From the beginning, however, the principle of individual liability for violations of international law has been limited to natural persons – not “juridical” persons such as corporations – because the moral responsibility for a crime so heinous and unbounded as to rise to the level of an “international crime” has rested solely with the individual men and women who have perpetrated it.
The defining legal achievement of the Nuremberg trials is that they explicitly recognized individual liability for the violation of specific, universal, and obligatory norms of the customary international law of human rights. In its judgment the Tribunal noted that the defendants had argued that “international law is concerned with the actions of sovereign states, and provides no punishment for individuals.” The Nurnberg Trial (United States v. Goering), 6 F.R.D. 69, 110 (Int’l Military Trib. at Nuremberg 1946). The Tribunal rejected that view, however, declaring that “international law imposes duties and liabilities upon individuals as well as upon states” and that “individuals can be punished for violations of international law.” Id. (emphasis added).

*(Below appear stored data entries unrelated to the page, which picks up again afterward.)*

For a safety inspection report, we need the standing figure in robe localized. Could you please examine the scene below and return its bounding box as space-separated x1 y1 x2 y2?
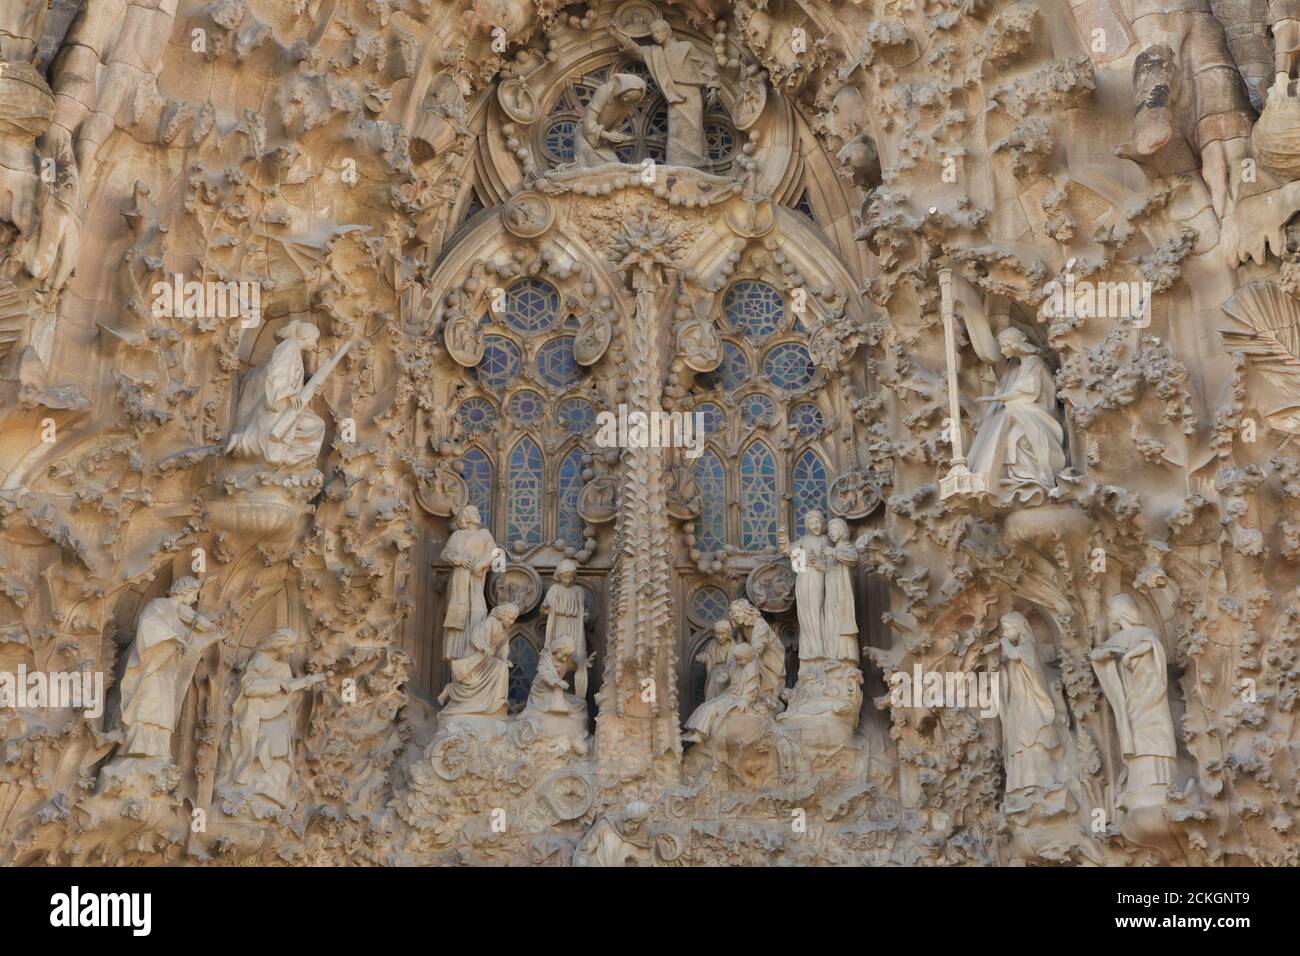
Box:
610 19 718 167
225 628 325 809
822 518 860 662
225 320 328 469
696 618 736 701
538 559 589 699
113 576 220 762
438 603 519 718
997 612 1063 797
573 73 646 168
778 510 830 661
440 504 498 662
1090 594 1178 796
967 327 1065 506
729 598 785 714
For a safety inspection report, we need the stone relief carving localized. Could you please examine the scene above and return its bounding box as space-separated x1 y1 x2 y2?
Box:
2 0 1300 870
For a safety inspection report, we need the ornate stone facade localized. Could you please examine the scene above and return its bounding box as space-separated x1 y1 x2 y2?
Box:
0 0 1298 867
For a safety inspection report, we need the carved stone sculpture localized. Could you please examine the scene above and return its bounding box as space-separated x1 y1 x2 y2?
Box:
997 613 1062 798
440 505 498 662
573 73 646 168
438 602 520 720
777 511 830 661
225 321 336 471
1090 595 1178 805
221 628 325 814
610 18 718 166
967 328 1066 506
103 578 220 786
572 801 653 866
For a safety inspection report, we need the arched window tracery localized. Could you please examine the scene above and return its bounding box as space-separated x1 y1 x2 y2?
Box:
791 448 829 537
556 445 587 550
692 447 727 555
739 440 778 552
506 437 545 550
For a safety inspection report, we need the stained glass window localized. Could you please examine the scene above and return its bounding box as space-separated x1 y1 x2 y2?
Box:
762 342 815 393
739 441 778 552
504 278 560 334
724 280 784 341
543 119 578 165
707 121 736 163
558 398 596 435
789 402 825 439
536 335 583 389
456 397 496 435
696 341 749 393
462 447 493 530
690 586 730 626
507 389 545 424
695 402 723 436
794 191 815 221
508 635 538 714
692 448 726 554
475 335 521 390
506 437 544 548
557 446 586 549
740 392 775 428
792 449 829 537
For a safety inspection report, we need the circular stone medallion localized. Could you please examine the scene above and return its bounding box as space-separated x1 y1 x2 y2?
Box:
577 475 619 524
613 0 658 37
502 191 555 238
488 564 543 614
497 77 540 124
443 313 485 366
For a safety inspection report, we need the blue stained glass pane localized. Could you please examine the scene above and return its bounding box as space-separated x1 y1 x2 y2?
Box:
475 335 521 391
544 119 577 164
789 402 825 439
507 389 544 424
692 449 726 554
706 121 735 162
462 447 493 530
695 402 723 436
696 341 749 393
505 279 560 334
739 441 777 552
506 437 544 548
794 191 816 220
792 449 829 537
724 280 784 341
690 586 730 626
619 61 658 97
536 335 584 389
508 636 538 714
456 397 496 435
557 446 586 549
739 392 775 428
558 398 596 435
763 342 815 393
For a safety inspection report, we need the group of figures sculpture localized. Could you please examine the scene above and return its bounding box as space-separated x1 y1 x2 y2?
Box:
6 0 1292 870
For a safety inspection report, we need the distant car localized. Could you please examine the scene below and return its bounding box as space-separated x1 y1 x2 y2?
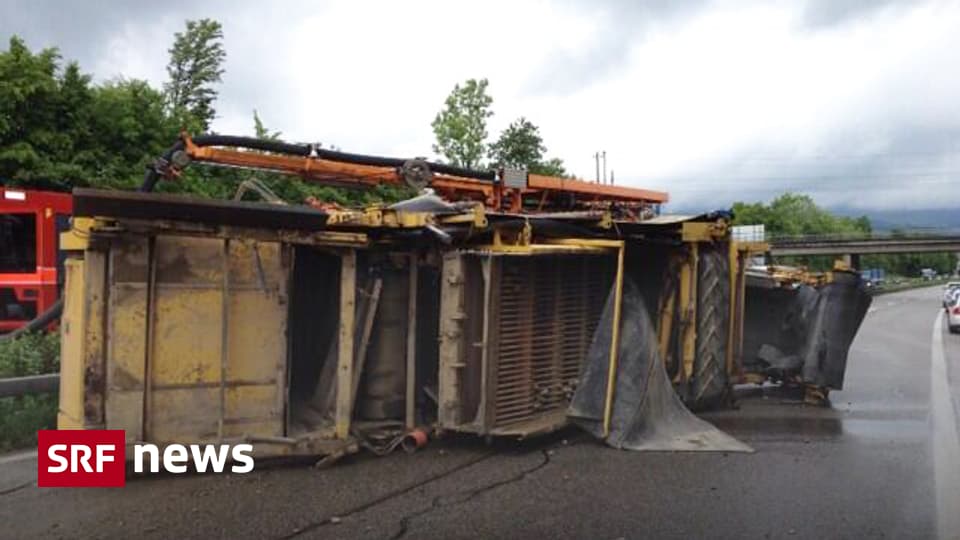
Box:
948 295 960 334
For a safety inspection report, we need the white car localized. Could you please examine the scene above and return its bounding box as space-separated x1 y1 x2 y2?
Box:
944 282 960 308
948 294 960 334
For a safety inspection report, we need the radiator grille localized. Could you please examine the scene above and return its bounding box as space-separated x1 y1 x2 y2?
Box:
492 255 613 430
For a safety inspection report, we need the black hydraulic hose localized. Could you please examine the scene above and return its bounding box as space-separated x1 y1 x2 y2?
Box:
0 298 63 341
199 134 494 180
192 134 310 157
140 134 495 193
140 140 184 193
313 146 495 181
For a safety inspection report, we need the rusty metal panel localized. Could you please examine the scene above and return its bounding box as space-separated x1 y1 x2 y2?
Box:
489 255 613 433
82 250 108 428
152 235 287 443
100 233 287 445
439 251 614 436
105 236 149 442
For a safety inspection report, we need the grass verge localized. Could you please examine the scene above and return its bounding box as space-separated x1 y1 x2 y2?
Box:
0 331 60 452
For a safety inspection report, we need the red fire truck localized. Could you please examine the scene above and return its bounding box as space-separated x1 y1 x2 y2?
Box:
0 187 72 333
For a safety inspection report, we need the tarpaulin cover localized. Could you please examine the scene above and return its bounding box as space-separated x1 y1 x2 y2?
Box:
743 272 872 389
568 278 753 452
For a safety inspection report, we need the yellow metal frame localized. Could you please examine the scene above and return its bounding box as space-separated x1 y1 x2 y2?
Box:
325 204 490 230
59 217 97 251
547 238 625 438
681 221 727 243
726 241 739 377
335 249 357 439
439 204 489 228
678 243 699 381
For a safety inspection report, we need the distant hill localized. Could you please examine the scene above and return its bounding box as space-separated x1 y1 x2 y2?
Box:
667 204 960 234
830 207 960 233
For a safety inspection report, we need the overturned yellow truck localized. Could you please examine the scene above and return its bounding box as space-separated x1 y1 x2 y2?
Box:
55 135 871 459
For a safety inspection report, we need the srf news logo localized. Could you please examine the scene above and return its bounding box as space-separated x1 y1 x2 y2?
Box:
37 430 254 487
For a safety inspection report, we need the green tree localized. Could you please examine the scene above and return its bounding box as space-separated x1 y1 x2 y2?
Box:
535 157 567 177
489 117 543 168
0 37 75 189
253 109 280 140
431 78 493 169
0 37 180 192
863 240 956 276
488 116 568 176
85 79 179 189
164 18 226 132
732 193 870 238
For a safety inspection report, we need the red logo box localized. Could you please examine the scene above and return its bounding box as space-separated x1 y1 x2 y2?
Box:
37 430 126 487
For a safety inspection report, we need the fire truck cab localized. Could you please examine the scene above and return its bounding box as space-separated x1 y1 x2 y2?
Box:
0 187 72 333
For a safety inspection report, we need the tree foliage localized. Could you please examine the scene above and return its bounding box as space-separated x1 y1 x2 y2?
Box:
0 30 576 210
164 18 226 132
0 37 178 191
253 109 280 141
732 193 870 238
0 38 82 190
488 116 567 176
431 78 493 169
86 80 179 189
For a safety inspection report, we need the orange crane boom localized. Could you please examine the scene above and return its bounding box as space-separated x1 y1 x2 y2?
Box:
148 134 668 215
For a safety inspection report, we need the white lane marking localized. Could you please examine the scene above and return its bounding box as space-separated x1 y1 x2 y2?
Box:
931 311 960 540
0 450 36 466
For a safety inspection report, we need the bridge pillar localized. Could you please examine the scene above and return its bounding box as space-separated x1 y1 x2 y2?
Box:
841 253 860 270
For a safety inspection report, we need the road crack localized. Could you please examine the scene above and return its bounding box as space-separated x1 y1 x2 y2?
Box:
389 445 559 540
278 451 498 540
0 480 33 496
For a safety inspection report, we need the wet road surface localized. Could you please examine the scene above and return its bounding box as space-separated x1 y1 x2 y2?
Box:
1 286 957 539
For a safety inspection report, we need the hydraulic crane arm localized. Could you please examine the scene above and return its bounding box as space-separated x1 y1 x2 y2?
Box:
143 134 668 214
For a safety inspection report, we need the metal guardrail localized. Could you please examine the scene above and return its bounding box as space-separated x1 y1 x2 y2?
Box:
0 374 59 398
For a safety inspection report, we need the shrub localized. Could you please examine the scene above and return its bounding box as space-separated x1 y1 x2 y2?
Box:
0 331 61 451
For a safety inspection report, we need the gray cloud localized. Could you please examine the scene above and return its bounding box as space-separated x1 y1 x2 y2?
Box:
0 0 207 66
799 0 921 30
1 0 957 217
524 0 711 96
665 121 960 211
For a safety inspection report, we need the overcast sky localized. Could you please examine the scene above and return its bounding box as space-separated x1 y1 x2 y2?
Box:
3 0 959 211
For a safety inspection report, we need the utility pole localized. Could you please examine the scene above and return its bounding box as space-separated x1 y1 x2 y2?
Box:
602 151 607 184
594 152 600 183
610 170 615 185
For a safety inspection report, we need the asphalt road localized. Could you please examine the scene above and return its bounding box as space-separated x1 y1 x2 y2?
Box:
1 286 958 539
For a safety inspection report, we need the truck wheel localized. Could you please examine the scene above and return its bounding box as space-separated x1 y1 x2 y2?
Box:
690 246 731 410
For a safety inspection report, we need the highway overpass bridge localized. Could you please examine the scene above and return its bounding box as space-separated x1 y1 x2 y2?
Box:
767 233 960 268
770 234 960 256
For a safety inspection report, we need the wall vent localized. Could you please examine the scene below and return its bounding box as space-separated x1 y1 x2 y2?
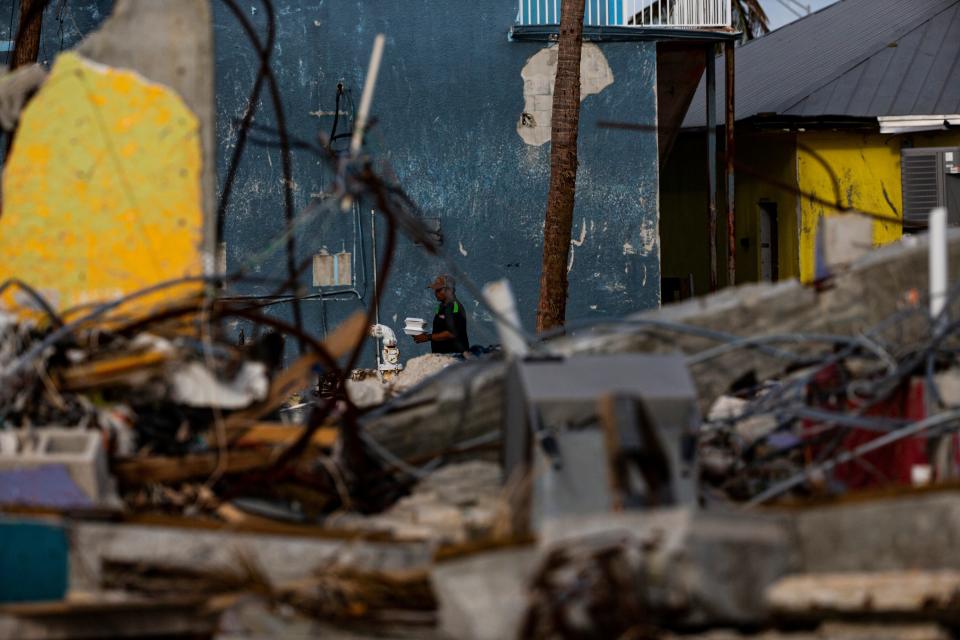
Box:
902 147 959 227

[M]odern international tribunals make it abundantly clear that, since Nuremberg, the concept of corporate liability for violations of customary international law has not even begun to “ripen[ ]” into a universally accepted norm of international law.
[emphasis in original; footnotes in original omitted]
The Court concluded:
Acknowledging the absence of corporate liability under customary international law is not a matter of conferring “immunity” on corporations. It is, instead, a recognition that the States of the world, in their relations with one another, … have determined that moral and legal responsibility for heinous crimes should rest on the individual whose conduct makes him or her “hostis humani generis
, an enemy of all mankind.”.
In 1993, during a debate in the UN Security Council following the unanimous vote on Resolution 827 (1993) establishing the International Criminal Tribunal for the former Yugoslavia (ICTY), the United States stated:
With respect to Article 24 [of the 1993 ICTY Statute], it is our understanding that compensation to victims by a convicted person may be an appropriate part of decisions on sentencing, reduction of sentences, parole or commutation.
According to the Report on US Practice, it is the opinio juris
of the United States that “universal jurisdiction over war crimes applies not only to penal proceedings, but also to suits for damages against individual war criminals by or on behalf of their victims”.